Why AD Is Every Attacker’s Favourite Target
| Technique | What Is Abused | One-Liner |
|---|---|---|
| Kerberoasting | Service account SPNs | Request a Service Ticket for any SPN, crack the service account’s password offline |
| AS-REP Roasting | Pre-auth disabled accounts | Get an AS-REP without authenticating, crack the hash offline |
| Pass-the-Hash | NTLM authentication | Use a captured hash directly to authenticate - no cracking needed |
| Pass-the-Ticket | Kerberos TGTs / STs | Steal and reuse a ticket from memory |
| Overpass-the-Hash | NTLM hash to Kerberos | Use an NTLM hash to request a Kerberos TGT |
| DCSync | AD replication protocol | Impersonate a DC to pull password hashes via DRS - requires replication privileges |
| Golden Ticket | krbtgt hash | Forge a TGT for any user with any privileges - survives most password resets |
| Silver Ticket | Service account hash | Forge a ST for a specific service - stealthier, no DC contact |
| GPO Abuse | GPO write permissions | Push malicious config or scripts to any machine the GPO applies to |
| ACL Abuse | Misconfigured object permissions | Chain permissions like GenericWrite and WriteDACL to escalate without exploits |
| BloodHound | AD relationships via LDAP | Graph-based enumeration that maps all attack paths to Domain Admin |
| LDAP Enumeration | Default read access | Any authenticated user can query users, groups, SPNs, ACLs, and trusts |
Key Takeaways
- AD is the backbone of Windows enterprise environments. Centralised identity means centralised target.
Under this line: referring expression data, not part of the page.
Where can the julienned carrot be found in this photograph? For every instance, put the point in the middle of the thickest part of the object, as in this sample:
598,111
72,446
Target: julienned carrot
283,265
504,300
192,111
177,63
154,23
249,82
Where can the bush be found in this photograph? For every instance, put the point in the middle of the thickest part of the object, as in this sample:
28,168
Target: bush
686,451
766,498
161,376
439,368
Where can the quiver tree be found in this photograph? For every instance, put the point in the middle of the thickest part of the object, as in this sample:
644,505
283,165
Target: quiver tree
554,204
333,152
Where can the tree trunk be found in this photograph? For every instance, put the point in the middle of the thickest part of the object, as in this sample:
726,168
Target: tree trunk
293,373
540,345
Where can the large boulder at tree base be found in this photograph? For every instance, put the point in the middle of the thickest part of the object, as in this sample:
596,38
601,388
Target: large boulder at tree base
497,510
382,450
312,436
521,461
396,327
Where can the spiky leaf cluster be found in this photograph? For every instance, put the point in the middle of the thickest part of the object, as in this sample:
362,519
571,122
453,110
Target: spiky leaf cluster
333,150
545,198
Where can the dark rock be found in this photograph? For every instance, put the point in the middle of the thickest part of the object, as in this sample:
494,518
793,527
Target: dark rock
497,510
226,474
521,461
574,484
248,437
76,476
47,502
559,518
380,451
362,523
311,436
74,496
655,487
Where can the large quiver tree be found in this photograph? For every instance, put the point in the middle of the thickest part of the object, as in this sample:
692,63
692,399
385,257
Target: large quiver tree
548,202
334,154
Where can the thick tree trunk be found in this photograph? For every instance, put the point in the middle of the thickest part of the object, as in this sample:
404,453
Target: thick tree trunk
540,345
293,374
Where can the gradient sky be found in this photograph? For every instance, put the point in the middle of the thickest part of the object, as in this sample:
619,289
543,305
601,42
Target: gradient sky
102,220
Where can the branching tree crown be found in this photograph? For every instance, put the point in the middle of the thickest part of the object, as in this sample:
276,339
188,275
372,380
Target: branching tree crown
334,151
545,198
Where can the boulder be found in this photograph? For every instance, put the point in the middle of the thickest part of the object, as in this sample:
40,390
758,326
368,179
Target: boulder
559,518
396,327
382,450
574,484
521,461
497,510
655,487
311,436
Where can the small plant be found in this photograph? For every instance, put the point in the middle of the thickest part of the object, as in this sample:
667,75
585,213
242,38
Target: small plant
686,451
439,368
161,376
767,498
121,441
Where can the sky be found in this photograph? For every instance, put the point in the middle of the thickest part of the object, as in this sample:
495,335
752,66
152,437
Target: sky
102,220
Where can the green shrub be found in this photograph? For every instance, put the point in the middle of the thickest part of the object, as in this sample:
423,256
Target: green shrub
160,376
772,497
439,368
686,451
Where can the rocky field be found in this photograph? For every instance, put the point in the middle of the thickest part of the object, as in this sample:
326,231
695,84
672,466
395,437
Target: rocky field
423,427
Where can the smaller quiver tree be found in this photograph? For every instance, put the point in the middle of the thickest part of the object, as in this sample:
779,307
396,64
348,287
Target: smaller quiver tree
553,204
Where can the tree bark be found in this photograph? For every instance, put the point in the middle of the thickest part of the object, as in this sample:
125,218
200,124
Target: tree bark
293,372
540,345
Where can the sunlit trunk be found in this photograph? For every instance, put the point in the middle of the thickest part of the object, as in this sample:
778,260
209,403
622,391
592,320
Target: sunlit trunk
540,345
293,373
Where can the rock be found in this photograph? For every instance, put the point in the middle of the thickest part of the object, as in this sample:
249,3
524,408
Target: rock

- The Domain Controller holds everything. NTDS.dit is the crown jewel.
- Kerberos is the foundation of most named attacks. TGTs, STs, krbtgt, and SPNs unlock all of it.
- NTLM hashes are credentials. Cracking to plaintext is optional.
- Trust relationships define blast radius. The forest is the real security boundary, not the domain.
- Privileged groups beyond Domain Admins (Backup Operators, Account Operators) are regularly overlooked and reliably abused.
- GPOs are simultaneously the defender’s most powerful tool and a dangerous attack surface.
- ACL misconfigurations chain silently into full domain compromise. BloodHound finds them.
- Any authenticated user can enumerate most of AD by default. Attackers do not need exploits to gather intelligence.